Ma non è tutto. La vicenda Civati mi ha fatto comprendere una verità che era già sotto gli occhi di tutti, me compreso, ma che io avevo malinteso: l’Italia non è pronta per una veicolazione delle idee su internet. Grillo in aprile è riuscito nel suo colpo di mano non grazie alla rete, come all’epoca avevo pensato, ma grazie alle salve di vaffanculo di cui ci ha fatto dono negli ultimi anni di febbrile attività: l’unica lingua che noi italiani conosciamo e riconosciamo come nostra. Internet è quella terra di nessuno che i radical chic come Pippo dividono con i fanatici compulsivi della pedo-pornografia e gli alfieri della pirateria informatica.
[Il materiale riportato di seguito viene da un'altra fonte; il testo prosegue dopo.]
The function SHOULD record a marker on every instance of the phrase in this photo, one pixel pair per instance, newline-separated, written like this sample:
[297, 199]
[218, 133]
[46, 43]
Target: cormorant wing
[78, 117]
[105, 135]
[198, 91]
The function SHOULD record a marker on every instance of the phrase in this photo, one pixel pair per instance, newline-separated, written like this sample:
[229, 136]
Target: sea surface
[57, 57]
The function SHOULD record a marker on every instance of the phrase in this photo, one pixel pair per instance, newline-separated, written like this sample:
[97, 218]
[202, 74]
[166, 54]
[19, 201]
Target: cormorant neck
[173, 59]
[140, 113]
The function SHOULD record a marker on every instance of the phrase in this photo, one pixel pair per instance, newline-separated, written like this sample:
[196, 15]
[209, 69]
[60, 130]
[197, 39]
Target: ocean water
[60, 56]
Coesistono con questa genìa oscura ma in assoluta minoranza: in questo senso la battuta con cui ho aperto la mia riflessione è assolutamente aderente al vero, e il 13% che ha votato Civati rappresenta probabilmente la quota reale di utenti (di sinistra) che frequenta la Rete per motivi non immorali o quantomeno non del tutto illegali.

Insomma, Civati ha perso; ma a perdere è stata soprattutto la speranza che la comunicazione politica potesse fare il salto di qualità che tutti ci saremmo attesi. Non tanto nei contenuti, quelli li vedremo nei prossimi mesi e anni e non è detto che tutto debba per forza andare in malora, quanto nelle modalità della comunicazione stessa. Ancora una volta la televisione ha battuto internet, noi italiani abbiamo dimostrato di non voler abdicare al ruolo di periferia popolare dell’impero e insomma, scusatemi, oggi se ci penso non mi sento tanto bene.